Google has reached a settlement with the Australian Taxation Office (ATO) on Wednesday, agreeing to hand over 481.5 million Australian dollars (329.6 million US dollars) following a decade-long legal battle.
Stemming from an audit into Google's tax practices between 2008 to 2018, ATO Deputy Commissioner Mark Konza said, "this settlement is another great outcome for the Australian tax system."
"It adds to the significant success of the ATO in positively changing the behaviour of digital taxpayers and significantly increasing the tax they pay in Australia," he said.
A hot political topic Down Under, large international tech companies have come under fire for funnelling profits offshore to avoid paying taxes, reports Xinhua.
But with a Tax Avoidance Taskforce set up by the Australian government under the Multinational Anti-Avoidance Law introduced two years ago, the ATO has managed to claw back 1.25 billion Australian dollars (860 million US dollars) in tax revenue from e-commerce outfits including Google, Microsoft, Apple and Facebook.

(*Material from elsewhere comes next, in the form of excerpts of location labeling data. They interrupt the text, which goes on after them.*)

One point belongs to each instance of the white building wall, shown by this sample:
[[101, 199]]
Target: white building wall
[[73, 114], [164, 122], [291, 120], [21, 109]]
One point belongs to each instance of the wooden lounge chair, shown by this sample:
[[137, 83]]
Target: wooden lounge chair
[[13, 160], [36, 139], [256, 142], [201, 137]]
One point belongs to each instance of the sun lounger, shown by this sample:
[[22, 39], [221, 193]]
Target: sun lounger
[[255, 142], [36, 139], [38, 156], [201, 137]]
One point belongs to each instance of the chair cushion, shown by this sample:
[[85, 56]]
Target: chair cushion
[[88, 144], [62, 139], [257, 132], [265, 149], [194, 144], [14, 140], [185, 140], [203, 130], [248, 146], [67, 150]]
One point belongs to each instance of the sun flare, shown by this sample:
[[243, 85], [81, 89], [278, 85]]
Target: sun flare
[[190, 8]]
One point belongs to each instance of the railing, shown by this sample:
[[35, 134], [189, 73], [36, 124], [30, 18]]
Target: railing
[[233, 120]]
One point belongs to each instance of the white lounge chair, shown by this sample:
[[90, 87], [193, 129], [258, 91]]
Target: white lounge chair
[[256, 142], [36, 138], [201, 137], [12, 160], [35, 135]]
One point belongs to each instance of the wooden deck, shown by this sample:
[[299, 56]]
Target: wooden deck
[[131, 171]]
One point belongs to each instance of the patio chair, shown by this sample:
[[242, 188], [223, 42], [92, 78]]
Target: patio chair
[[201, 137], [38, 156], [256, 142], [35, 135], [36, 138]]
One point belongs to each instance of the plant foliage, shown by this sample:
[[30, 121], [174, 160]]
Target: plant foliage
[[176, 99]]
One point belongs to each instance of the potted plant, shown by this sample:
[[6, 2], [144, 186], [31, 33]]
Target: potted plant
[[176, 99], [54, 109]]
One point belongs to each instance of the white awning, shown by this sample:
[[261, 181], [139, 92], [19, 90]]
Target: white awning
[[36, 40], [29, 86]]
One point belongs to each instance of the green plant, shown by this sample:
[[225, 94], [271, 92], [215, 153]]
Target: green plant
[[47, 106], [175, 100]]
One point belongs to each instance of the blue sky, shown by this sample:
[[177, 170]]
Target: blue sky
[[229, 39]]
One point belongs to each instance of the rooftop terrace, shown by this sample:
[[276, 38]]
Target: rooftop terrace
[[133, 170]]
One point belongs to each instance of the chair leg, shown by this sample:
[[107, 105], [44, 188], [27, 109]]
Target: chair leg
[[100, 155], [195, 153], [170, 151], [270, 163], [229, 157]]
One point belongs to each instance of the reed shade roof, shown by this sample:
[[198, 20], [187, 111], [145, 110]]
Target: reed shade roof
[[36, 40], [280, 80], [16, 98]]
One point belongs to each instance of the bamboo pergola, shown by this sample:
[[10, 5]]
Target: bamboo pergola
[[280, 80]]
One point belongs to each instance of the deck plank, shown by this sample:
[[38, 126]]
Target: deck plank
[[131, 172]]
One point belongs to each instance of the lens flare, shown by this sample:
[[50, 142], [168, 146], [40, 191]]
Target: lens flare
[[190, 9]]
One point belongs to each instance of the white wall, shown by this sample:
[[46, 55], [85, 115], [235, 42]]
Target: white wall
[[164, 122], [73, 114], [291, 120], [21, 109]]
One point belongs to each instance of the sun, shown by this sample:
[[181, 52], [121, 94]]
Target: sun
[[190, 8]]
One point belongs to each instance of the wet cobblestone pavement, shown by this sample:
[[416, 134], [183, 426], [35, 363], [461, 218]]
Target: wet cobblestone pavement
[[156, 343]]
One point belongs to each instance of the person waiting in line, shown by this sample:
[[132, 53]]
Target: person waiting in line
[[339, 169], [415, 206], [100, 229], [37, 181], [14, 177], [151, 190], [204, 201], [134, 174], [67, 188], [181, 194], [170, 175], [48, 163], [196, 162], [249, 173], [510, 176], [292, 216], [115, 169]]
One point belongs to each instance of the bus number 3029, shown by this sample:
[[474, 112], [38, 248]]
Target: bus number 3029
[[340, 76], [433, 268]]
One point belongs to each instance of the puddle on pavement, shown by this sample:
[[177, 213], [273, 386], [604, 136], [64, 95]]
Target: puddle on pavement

On top of this, the ATO estimates that over 7 billion Australian dollars (4.8 billion US dollars) in taxable sales will now stay onshore as a result of the tough new laws.
"The extension of the (Tax Avoidance) Task Force until 2023 will ensure that the ATO is able to continue to pursue these issues and provide assurance to the community that we are doing everything in our power to protect Australia's tax base," Konza said.